Ради удовлетворения читательского любопытства скажу, что я занималась с девочкой до конца учебного года, а потом меня пригласили на чай и в благодарность вручили коробку конфет. Дома я в ней обнаружила кругленькую сумму – оплату за все мои уроки, причем по распространенному как бы теперь сказали коммерческому тарифу.

Мне пришелся по душе этот опыт, понравилось делать конкретное дело, получая за него достойное вознаграждение. Сделать мужу, родителям, другим родным подарок – в этом открылось высшее удовольствие и смысл трудов. А так как на моем уровне достичь более высокого официального статуса, да еще быстро, чтобы ощутимым стал материальный результат, не удавалось, то я перестала отказывать себе в маленьких радостях и часто зарабатывала деньги частной деятельностью. Теперь я знала, что живу для других, и это меня устраивало.

Однако нельзя сказать, что ко мне пришло полное самоотречение. Нет, мне по-прежнему хотелось заниматься интересной работой и находиться в комфортном окружении. Так вот после описанной здесь эпопеи я зареклась отступать на прошлые позиции, хоть на шаг возвращаться назад, спускаться ступенькой ниже, и десятому спешу заказать – советую не делать этого. А попытка работать в школе в моем положении была именно таким шагом назад. Покоя нет нигде, везде – своя борьба и конкуренция, так лучше сохранять завоеванные высоты и поспешать туда, где коэффициент примитивности стремится к нулю.

5. Днепропетровский химико-технологический институт

Мне предложили работу в Днепропетровском химико-технологическом институте (ДХТИ), поэтому я так отчаянно и вырывалась из школы. В институт я попала случайно – не иначе, как ко мне бумерангом вернулось сделанное раньше добро. На кафедре теоретической механики и сопротивления материалов в качестве доцента служил отец Оли Коротковой – моей соученицы, которой я при распределении уступила место в Дубне. Она там удачно вышла замуж и была довольна жизнью. Ее родители были благодарны мне.

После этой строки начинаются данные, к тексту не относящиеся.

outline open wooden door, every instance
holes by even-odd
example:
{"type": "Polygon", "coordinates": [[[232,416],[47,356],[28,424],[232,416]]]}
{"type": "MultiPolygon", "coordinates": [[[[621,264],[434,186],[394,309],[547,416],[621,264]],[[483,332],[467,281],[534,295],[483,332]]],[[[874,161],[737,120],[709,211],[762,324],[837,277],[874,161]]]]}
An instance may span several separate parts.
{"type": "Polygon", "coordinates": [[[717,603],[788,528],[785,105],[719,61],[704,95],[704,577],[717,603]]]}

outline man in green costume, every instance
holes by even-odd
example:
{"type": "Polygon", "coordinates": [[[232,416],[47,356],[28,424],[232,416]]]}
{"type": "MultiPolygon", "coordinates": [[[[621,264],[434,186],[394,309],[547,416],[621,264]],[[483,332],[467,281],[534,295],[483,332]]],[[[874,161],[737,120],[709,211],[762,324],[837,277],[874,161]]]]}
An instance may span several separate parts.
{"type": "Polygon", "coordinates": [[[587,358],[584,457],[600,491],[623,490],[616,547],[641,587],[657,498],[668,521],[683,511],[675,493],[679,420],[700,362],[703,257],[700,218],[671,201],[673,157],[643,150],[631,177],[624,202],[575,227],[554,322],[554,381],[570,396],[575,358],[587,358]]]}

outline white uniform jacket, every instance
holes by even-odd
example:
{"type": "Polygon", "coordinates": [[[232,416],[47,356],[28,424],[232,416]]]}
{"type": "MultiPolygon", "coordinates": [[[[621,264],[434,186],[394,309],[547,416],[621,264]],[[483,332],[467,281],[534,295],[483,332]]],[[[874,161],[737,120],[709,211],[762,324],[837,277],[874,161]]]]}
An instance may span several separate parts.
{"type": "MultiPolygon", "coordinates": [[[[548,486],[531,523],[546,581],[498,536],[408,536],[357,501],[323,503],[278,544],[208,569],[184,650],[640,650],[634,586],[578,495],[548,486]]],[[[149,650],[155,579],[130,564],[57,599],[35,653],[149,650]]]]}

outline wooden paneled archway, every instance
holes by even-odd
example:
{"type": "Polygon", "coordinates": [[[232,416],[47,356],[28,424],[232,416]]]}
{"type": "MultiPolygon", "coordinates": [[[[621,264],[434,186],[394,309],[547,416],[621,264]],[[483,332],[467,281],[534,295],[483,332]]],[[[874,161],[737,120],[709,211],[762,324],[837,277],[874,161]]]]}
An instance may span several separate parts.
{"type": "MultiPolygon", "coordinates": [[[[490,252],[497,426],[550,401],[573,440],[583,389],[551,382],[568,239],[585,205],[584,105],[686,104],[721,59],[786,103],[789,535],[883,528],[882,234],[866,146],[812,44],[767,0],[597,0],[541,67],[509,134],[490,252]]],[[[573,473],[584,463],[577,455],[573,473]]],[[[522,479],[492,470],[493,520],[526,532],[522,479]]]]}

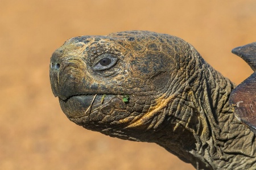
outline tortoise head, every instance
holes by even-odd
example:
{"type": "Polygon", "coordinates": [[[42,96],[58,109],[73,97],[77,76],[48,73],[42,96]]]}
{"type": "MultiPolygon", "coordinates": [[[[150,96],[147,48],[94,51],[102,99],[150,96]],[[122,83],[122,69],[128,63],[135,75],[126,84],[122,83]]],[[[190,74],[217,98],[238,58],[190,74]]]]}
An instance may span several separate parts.
{"type": "Polygon", "coordinates": [[[197,54],[179,38],[146,31],[72,38],[51,58],[52,90],[72,121],[138,140],[126,131],[163,122],[189,77],[183,73],[196,70],[191,51],[197,54]]]}

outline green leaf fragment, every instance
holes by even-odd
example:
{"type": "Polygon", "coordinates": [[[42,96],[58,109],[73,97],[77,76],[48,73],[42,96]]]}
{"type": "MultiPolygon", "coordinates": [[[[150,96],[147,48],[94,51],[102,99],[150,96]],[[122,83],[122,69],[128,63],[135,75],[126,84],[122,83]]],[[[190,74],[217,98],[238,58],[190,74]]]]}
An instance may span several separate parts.
{"type": "Polygon", "coordinates": [[[123,95],[123,102],[129,101],[129,95],[123,95]]]}

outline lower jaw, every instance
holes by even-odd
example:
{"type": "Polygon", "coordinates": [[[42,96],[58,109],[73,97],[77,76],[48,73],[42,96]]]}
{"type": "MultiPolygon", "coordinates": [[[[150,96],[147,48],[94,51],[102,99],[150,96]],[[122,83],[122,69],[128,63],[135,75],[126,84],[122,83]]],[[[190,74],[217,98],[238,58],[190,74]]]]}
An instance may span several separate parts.
{"type": "Polygon", "coordinates": [[[59,98],[60,107],[69,118],[79,118],[88,115],[91,110],[102,104],[102,100],[109,101],[114,95],[88,95],[72,96],[67,99],[59,98]]]}

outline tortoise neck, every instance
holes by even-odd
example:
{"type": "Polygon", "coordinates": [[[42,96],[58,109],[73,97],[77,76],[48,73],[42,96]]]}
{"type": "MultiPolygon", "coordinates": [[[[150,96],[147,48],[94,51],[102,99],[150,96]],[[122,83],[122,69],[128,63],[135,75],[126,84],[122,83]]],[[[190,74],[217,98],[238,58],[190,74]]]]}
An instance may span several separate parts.
{"type": "Polygon", "coordinates": [[[176,103],[182,108],[174,112],[170,104],[169,122],[161,133],[167,135],[156,143],[198,169],[250,167],[256,162],[255,134],[235,117],[229,105],[235,86],[208,64],[203,67],[195,73],[200,80],[187,80],[179,92],[176,103]],[[239,159],[250,162],[232,163],[239,159]]]}

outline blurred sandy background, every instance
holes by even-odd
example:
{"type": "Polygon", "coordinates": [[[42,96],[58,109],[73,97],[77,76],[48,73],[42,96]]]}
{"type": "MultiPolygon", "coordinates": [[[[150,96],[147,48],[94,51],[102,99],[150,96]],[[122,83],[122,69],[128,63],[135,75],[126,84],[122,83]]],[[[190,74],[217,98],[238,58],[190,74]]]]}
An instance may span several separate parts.
{"type": "Polygon", "coordinates": [[[68,39],[141,29],[192,44],[240,83],[253,73],[232,48],[256,41],[256,1],[0,0],[0,169],[193,169],[152,143],[70,122],[49,62],[68,39]]]}

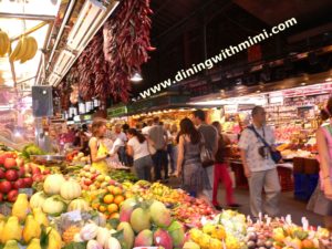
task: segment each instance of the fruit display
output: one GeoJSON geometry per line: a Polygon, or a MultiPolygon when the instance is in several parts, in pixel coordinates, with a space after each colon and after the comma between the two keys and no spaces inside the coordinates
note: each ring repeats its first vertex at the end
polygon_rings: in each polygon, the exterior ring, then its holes
{"type": "Polygon", "coordinates": [[[18,196],[11,216],[0,220],[0,242],[8,249],[23,245],[29,249],[62,247],[60,234],[41,209],[31,210],[25,194],[18,196]]]}
{"type": "Polygon", "coordinates": [[[0,29],[0,58],[3,58],[10,48],[10,40],[8,33],[0,29]]]}
{"type": "Polygon", "coordinates": [[[34,58],[38,51],[38,43],[33,37],[22,37],[17,46],[9,55],[10,62],[20,61],[24,63],[34,58]]]}

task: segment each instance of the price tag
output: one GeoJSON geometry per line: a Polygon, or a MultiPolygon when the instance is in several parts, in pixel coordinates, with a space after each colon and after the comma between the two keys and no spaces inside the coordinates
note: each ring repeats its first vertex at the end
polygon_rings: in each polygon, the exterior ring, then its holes
{"type": "Polygon", "coordinates": [[[65,218],[65,219],[72,220],[72,221],[82,220],[82,216],[81,216],[80,210],[65,212],[65,214],[61,215],[61,218],[65,218]]]}
{"type": "Polygon", "coordinates": [[[33,195],[32,188],[19,188],[19,194],[25,194],[27,196],[31,197],[33,195]]]}

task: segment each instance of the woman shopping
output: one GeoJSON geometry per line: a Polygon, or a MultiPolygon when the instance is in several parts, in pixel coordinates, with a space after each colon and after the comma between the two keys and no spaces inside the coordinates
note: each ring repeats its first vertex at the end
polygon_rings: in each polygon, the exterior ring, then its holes
{"type": "Polygon", "coordinates": [[[134,168],[139,179],[151,180],[153,160],[149,154],[145,136],[135,128],[127,131],[129,138],[127,143],[127,154],[134,157],[134,168]]]}
{"type": "Polygon", "coordinates": [[[106,159],[111,157],[107,147],[103,143],[106,129],[104,120],[95,120],[92,123],[92,137],[89,142],[92,167],[102,174],[108,173],[106,159]]]}
{"type": "Polygon", "coordinates": [[[217,128],[219,134],[218,151],[215,155],[212,205],[216,209],[221,210],[217,196],[219,183],[224,183],[224,186],[226,188],[227,206],[230,208],[237,208],[239,207],[239,205],[234,201],[232,183],[228,172],[228,164],[226,162],[227,145],[230,144],[230,141],[227,136],[221,134],[221,125],[219,122],[216,121],[212,123],[212,125],[217,128]]]}
{"type": "Polygon", "coordinates": [[[211,186],[200,162],[201,145],[203,136],[195,128],[194,123],[187,117],[181,120],[176,176],[181,177],[184,190],[210,203],[203,194],[204,189],[211,189],[211,186]]]}
{"type": "Polygon", "coordinates": [[[325,227],[332,231],[332,97],[321,112],[321,117],[330,122],[317,131],[320,180],[308,206],[309,209],[324,216],[325,227]]]}

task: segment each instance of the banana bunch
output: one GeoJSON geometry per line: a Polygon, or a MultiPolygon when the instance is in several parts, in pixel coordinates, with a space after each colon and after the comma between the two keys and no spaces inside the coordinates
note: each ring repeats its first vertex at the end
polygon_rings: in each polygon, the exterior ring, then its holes
{"type": "Polygon", "coordinates": [[[3,58],[10,48],[10,40],[8,34],[4,31],[0,30],[0,58],[3,58]]]}
{"type": "Polygon", "coordinates": [[[24,63],[34,58],[37,51],[38,43],[35,39],[33,37],[22,37],[15,49],[11,52],[9,60],[10,62],[21,61],[21,63],[24,63]]]}

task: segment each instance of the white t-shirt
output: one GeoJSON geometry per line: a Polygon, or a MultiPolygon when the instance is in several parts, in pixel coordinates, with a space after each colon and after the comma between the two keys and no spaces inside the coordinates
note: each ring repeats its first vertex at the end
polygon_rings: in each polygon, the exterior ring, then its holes
{"type": "Polygon", "coordinates": [[[134,136],[128,141],[128,145],[132,146],[134,151],[134,160],[141,157],[149,155],[147,142],[144,141],[142,144],[138,142],[137,137],[134,136]]]}

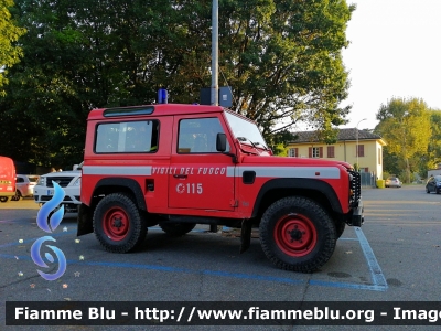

Вот ее отец и вспомнил обо мне, когда у них на кафедре появилось свободное место. Кафедру возглавлял интересный человек – Угольников Виктор Филатович, восстанавливающий Днепропетровск в послевоенные годы в качестве второго секретаря горкома партии, традиционно отвечающего за транспорт и промышленность. Мы с ним подружились на долгие годы.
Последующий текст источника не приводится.